Solution 3: Change the system architecture
Before starting a multi-process, I would like to briefly describe python GIL, and I had some misunderstandings about it. Because the mechanism of python GIL exists, there is only one thread running at the same time, but this thread can run on different cores at different times. This scheduling is completed by the operating system, if you write an endless loop and run enough threads, you can clean up the CPU usage of the entire system. In this case, you can see through top in Linux that the CPU usage of us is not large, however, sy occupies a large amount of CPU, which is mainly consumed by system scheduling. The following is the test code. You can try it.
import threadingclass MultipleThread(threading.Thread): def __init__(self): threading.Thread.__init__(self) def run(self): while 1: print herefor i in xrange(100): multiple_thread=MultipleThread() multiple_thread.start()multiple_thread.join()
Since GIL can run only one thread at the same time, multithreading can improve efficiency, of course! Opening 3-4 threads can significantly improve the performance. It may increase by about 2-3 times, but increasing the number of threads is a side effect.
Multi-threaded system architecture:
There is no bottleneck in sending and receiving. The main bottleneck lies in the red line, decode, and encode sections. Changing multithreading to multi-process is relatively simple and requires little work. You only need to change the information that requires multi-process sharing from Queue to multiprocessing. queue () is enough, and the inherited DiameterMsgParser (threading. thread) to DiameterMsgParser (multiprocessing. process). The log output is troublesome. writing the same file in multiple processes in the logging module of python may cause confusion. This is described separately later.
import multiprocessingimport loggingclass Worker(multiprocessing.Process): def __init__(self,mp_name,input_queue): multiprocessing.Process.__init__(self,name=mp_name) self.input_queue=input_queue def run(self): for i in xrange(100): self.input_queue.put_nowait(i) logging.debug(test +str(i))
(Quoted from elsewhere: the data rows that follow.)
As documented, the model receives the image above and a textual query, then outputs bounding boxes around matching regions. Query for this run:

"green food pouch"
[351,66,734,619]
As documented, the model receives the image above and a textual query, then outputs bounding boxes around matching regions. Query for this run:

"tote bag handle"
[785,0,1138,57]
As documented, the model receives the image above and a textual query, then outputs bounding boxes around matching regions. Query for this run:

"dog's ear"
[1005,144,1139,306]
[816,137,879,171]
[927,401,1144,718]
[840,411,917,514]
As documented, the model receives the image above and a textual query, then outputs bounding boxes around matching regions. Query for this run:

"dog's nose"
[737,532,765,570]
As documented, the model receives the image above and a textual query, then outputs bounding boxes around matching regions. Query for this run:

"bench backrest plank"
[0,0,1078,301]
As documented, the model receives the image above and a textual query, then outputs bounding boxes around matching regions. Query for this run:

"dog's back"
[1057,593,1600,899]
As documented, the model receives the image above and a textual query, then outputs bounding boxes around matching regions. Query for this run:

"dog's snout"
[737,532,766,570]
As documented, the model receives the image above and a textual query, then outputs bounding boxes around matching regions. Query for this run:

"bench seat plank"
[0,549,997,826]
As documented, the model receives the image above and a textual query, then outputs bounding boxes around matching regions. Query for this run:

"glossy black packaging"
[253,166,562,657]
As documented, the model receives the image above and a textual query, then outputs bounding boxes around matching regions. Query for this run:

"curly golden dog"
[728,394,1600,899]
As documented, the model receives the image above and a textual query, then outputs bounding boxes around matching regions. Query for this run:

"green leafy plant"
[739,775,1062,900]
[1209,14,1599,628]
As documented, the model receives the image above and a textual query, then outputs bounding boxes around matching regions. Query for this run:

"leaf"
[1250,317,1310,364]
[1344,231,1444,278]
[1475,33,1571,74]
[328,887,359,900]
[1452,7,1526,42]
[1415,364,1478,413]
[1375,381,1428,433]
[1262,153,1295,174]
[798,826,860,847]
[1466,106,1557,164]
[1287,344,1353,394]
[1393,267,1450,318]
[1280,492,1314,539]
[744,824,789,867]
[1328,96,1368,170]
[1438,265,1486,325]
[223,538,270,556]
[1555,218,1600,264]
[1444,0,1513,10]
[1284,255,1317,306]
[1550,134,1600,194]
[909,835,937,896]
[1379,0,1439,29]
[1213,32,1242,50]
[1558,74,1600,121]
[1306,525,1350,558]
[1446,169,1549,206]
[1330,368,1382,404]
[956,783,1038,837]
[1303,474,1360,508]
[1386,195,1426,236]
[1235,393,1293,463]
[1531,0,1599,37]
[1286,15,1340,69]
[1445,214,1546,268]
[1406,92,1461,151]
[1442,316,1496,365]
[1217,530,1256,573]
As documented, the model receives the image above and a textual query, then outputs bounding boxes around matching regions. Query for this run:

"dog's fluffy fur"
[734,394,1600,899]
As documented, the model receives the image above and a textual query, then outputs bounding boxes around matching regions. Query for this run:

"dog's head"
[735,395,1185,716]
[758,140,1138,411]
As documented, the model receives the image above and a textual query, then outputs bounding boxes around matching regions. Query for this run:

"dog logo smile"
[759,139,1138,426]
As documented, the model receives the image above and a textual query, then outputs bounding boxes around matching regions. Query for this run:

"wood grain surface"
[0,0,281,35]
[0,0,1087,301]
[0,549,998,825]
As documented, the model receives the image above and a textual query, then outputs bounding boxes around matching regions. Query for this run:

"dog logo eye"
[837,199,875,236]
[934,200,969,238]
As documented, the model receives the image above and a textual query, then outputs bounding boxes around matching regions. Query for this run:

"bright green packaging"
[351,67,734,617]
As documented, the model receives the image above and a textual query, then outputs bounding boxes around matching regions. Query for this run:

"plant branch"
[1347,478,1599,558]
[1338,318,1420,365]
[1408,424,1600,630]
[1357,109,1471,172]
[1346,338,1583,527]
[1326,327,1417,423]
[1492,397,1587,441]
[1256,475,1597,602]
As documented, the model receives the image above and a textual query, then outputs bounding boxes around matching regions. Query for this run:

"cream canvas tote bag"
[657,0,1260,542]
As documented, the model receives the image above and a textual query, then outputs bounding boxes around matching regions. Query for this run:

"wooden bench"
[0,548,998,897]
After multithreading is changed to multi-process, 4170 meesages (two-way) can be supported on sunfire 2.4 (16 core, 5000G), with a CPU usage of 30-40%, using the standard python2.7, because pypy was not successfully installed on solaris, I did not test the performance impact of pypy on this machine. However, I tested python and pypy on a 2-core linux machine. In the case of multi-process efficiency, pypy did not improve the efficiency by a factor. I did not find any reason, run the following command on a machine with a large number of CPU cores.